–¿Qué lees, abuelo?
–Pues mira, un librito que hace tiempo leí y
anoche lo encontré entre carpetas y documentos olvidados.
–¿Y de que trata?
–Precisamente de eso.
–¿De qué, abuelo?
–Pues de eso, de olvidos.
–Ah, ya, de cuando eres mayor y se te
olvidan las cosas, ¿no?
–Bueno, no precisamente. Trata de
sentimientos.
–¿Y qué son los sentimientos?
–La tristeza es un sentimiento, la alegría
es otro...
–¿Me lees un poco?
–A ver, a ver… Venga, por aquí mismo.
Y comenzó a leer:
“Nos empeñamos, a veces, en
guardar tan bien las palabras... Tan escondiditas, tan bien protegidas las
ponemos, para que no se pierdan y nos duren en el tiempo, que cuando vamos a
buscarlas no las encontramos y pensamos: Maldita mi suerte que no encuentro lo
que busco, que no consigo recordar cual fue el lugar donde la puse. ¿Dónde,
maldita sea, puse aquel ”Te quiero”, aquel “Te amo”? ¿Dónde aquellas palabras
amables y sinceras de cariño? Pero si ella sabe que yo las tengo guardadas y muy bien guardadas, ¿para qué
enseñárselas ahora?, ¿para qué estar continuamente sacándoselas?, ¿para qué? ¿para que se echen a
perder?

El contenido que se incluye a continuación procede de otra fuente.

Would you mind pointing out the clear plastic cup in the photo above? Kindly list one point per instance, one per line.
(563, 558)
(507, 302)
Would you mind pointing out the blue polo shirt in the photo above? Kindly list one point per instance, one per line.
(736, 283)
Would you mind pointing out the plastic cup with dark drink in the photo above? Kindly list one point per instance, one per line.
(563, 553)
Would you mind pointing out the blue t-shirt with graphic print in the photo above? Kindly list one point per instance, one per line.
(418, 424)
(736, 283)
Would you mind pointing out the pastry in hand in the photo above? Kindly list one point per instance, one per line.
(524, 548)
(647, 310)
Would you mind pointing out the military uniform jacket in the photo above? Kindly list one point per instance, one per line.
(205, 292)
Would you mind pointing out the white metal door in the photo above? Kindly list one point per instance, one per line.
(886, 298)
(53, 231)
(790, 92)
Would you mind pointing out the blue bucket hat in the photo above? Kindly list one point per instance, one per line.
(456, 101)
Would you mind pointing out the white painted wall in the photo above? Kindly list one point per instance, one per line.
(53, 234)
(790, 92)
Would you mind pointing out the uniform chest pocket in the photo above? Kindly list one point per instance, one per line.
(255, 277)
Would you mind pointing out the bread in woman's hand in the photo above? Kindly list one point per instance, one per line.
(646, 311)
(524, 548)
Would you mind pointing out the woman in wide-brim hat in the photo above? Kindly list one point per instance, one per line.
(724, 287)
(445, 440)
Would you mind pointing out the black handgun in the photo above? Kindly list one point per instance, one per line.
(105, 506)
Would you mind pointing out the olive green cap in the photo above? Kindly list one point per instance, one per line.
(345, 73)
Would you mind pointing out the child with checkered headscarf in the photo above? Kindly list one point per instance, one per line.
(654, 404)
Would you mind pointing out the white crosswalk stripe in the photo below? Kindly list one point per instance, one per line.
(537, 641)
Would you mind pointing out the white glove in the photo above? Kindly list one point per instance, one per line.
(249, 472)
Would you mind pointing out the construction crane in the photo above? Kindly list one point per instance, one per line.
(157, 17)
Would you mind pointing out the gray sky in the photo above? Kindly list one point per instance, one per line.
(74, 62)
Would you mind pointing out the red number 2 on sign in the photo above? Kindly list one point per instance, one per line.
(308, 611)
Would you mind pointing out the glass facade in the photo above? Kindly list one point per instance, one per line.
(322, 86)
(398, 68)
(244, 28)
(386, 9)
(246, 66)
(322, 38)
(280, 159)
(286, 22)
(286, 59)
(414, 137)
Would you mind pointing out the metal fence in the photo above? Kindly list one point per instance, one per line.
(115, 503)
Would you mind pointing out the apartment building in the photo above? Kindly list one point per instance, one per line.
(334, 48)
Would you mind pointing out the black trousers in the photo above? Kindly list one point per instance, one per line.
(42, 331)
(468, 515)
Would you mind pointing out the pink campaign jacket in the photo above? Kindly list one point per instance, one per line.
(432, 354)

Ella sabe, que esos "te quiero", esos "te amo", esas tantas palabras bonitas, sólo son para ella y para
nadie más. Y ahora me dice, que la situación en la que estamos, requiere que tenga que demostrarle
que sí, que sí las tengo, y resulta que no las encuentro. A estas alturas ya, es como encontrar una aguja en un pajar. Y por más que
quiero demostrarle y demostrarle que la quiero, que mi amor por ella no ha
cambiado, me pide que le enseñe aquel “Te quiero”, aquel “Te amo” con que la
enamoré. Que no le valen los que ahora le enseño, que quiere los
originales. Maldita sea, ¡y no los encuentro!” Alguien, alguien me las ha tenido que esconder. Pero, ¿quién?
–Bueno, yo creo que con esto ya es suficiente. ¿Qué te ha parecido?
–Abuelo, ¿las palabras se pueden esconder?
–Bueno, es una forma de expresar una idea,
igual que cuando decimos lo de “¿se te comió la lengua el gato?”, cuando
le preguntamos a alguien algo, y no nos contesta.
–Ah, ya.
Aquella cabecita empezó a cavilar. El abuelo
sonrió, pensando si su nieto, debido a su corta edad, sería capaz de digerir
aquella lectura y, justo en el momento en el que iba a levantarse de su sillón
para ir a darle un vistazo a la abuela...
–Abuelo,
yo no seré así.
–Ya lo sé, sirvergonzón, que pareces una
lapa abrazado a la abuela, y que te la comes a besos cada mañana, cuando tus
padres te traen y se van a trabajar. Venga, revisa la cartera, que Juana está
al llegar para quedarse con la abuela mientras te llevo al colegio.
Y el abuelo se levantó y fue a ver a la abuela. Allí estaba ella, tranquila, con la mirada fija en la pared, y respirando
vida a través de su “mascarita”.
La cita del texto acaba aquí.